At the same time, modern Paganism is a minority faith, and there may be limited options for seekers to find a group, especially in areas of thin population or where there is a great deal of religious bigotry. Many Pagans have had to resign themselves to solitary practice, with the occasional expensive trip to another area of the country to visit a Pagan festival or conference. In the early days of Wicca, one of the tenets was “Thou shalt not be a Witch alone.” The reasons for this tenet have been argued and hashed over for decades, but one aspect may be the intuitive understanding that the prime divine connection-path for Wicca was one of Sacred Rite, and specifically rites that were designed for small groups (the traditional coven in the days of religious persecution was no more than 13 people, about what will fit in someone’s living room or basement) and required group participation and energy in order to “do the trick”. When Scott Cunningham came out with his book Wicca for the Solitary Practitioner, it raised a cloud of dissident opinions around the original tenet (which has now almost entirely been scrapped and remains an artifact of a more dangerous era).
In addition, Pagan groups who seek to reconstruct the worship of specific ancient cultural traditions – Greek, Egyptian, Norse, etc. – may lean heavily on the Way of Sacred Rite because the original theology is incomplete or never written down, but some descriptions of the rituals remain. The concept arises that if a group of people go repeatedly through the motions of an ancestral rite, deeper meanings and connections will eventually open up for them and the wisdom of the ancients will be revealed.
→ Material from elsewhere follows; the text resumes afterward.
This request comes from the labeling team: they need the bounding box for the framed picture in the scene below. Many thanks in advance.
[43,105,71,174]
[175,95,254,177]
Even though some acknowledge that modern people can never fully understand the spiritual concepts of a long-ago people in whose culture they were not raised, many continue the old rituals as homage and gratitude to the ancestors who struggled to live that we might eventually do the same.
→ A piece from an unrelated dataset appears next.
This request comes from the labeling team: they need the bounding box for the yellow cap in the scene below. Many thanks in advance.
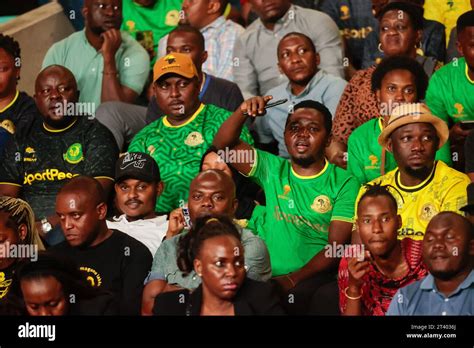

“What’s wonderful about the experience of Pagan group ritual when it’s done right? The answer is in the question: experience. The aim of group ritual is to feel the meaning of our relationship with our Gods, our spirits, and each other in a shared experience that transcends words. A well designed and well executed ritual creates something that is inexplicably more profound than just the description of what happened. A good ritual designer will carefully consider the people who will participate in the ritual, and create something that can reach all of them in some way, something that can communicate to everyone present. Each participant might have their own internal understanding of what that moment meant, but sharing it with others creates an undeniable connection. When the ritual ends, the connection may remain only in the memory of the experience, but that too is a powerful bond. These shared experiences are validating and fortifying. They can help us build the courage we need in order to hear and answer when the Gods call on us, and they can comfort us during those dark nights of the soul when Spirit seems impossibly far away.”